Multiscale modeling diagram for Olivine.

Background Information

Impact cratering occurs in three stages -- contact and compression, excavation, and modification[1]. The contact and compression stage begins when the projectile makes contact with the surface of the target, which can occur at velocities anywhere between 11.2 and 72.8 km/s on Earth. The projectile pushes target material out of its path as it is slowed by the material's resistance. The target material is strongly compressed creating shockwaves that propagate away from the impact zone at a large fractin of the projectile velocity. Pressures generated during this early stage of impact cratering reach hundreds of GPa's, so both projectile and target materials may mel or vaporize upon unloading, at which point the contact and compression stage concludes and the excavation stage begins. During the excavation stage, the target material unloads, creating a rarefaction wave that begins to move the material, initiating the excavation that opens a crater several times the diameter of the projectile.
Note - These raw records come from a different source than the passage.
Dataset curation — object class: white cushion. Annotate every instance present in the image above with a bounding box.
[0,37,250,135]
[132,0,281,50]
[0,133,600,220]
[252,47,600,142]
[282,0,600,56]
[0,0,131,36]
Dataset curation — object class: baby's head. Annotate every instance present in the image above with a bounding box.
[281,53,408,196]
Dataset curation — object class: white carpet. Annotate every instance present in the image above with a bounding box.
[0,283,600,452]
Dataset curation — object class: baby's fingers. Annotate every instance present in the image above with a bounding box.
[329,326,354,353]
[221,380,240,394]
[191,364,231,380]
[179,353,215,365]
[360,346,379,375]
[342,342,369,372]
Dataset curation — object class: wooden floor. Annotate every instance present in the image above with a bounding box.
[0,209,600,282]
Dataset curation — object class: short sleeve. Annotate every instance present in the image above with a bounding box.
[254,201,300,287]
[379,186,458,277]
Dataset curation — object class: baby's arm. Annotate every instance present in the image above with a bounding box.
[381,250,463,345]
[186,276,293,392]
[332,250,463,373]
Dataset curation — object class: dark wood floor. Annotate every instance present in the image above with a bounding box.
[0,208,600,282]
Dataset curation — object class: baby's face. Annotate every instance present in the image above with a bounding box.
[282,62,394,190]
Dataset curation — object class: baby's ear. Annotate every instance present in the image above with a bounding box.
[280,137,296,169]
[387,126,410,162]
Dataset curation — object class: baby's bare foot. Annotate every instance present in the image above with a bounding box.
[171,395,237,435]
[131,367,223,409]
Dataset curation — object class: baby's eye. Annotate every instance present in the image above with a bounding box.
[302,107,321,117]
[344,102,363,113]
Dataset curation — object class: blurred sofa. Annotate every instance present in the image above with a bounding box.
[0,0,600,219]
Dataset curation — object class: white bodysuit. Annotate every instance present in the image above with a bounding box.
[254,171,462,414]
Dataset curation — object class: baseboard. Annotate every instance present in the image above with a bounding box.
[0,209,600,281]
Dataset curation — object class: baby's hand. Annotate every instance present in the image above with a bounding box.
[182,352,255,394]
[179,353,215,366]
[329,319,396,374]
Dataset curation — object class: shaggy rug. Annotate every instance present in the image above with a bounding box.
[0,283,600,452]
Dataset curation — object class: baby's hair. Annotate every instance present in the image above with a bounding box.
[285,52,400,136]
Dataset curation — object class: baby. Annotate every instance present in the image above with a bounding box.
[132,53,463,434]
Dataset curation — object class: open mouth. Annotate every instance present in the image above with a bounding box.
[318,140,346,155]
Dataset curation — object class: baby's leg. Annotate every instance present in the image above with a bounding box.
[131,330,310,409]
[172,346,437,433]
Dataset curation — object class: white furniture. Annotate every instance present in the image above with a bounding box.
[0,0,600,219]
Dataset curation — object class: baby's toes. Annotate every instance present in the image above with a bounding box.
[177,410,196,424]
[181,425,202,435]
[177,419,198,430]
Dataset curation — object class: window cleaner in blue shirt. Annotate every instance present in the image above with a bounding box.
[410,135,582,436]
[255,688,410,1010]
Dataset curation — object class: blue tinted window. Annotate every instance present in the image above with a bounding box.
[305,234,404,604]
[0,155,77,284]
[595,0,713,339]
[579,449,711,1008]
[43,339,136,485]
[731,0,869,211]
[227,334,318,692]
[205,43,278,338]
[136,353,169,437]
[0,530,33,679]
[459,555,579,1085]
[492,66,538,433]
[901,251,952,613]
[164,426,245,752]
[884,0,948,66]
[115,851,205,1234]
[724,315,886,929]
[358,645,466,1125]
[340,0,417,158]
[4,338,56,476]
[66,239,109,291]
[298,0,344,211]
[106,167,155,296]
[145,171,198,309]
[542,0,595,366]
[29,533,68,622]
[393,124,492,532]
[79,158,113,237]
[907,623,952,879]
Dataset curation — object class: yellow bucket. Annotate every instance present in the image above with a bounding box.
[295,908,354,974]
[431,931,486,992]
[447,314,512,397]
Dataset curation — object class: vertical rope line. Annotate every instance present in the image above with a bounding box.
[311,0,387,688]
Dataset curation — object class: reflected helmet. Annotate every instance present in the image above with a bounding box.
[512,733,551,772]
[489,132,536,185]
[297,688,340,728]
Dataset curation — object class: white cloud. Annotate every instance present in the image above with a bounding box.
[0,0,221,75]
Once the crater has been fully excavated, so begins the modification stage, in which loose debris slides down the crater walls and pools at the bottom.

Atomistics

Atomic scale calculations can be performed to determine the elastic modulus and the dependence of bond mobility on strain rate can be determined.

Microscale

Material in the compressed region will be exposed to very high temperatures, which will cause olivine to become ductile and dislocation density will become the driving force for crack growth as a result of the forces of the impact and subsequent shockwave.

Mesoscale

Material near the region of impact will be subjected to a very rapid compression followed by unloading that causes a phase change in the form of melting and subsequent recrystallization.

Macroscale

Finite element analysis of the model can be performed to analyze the consequences of a meteoric impact such as crater diameter and depth.

References

  1. H.J. Melosh, "Impact Cratering: A Geologic Process", Oxford University Press, New York, NY, 1989.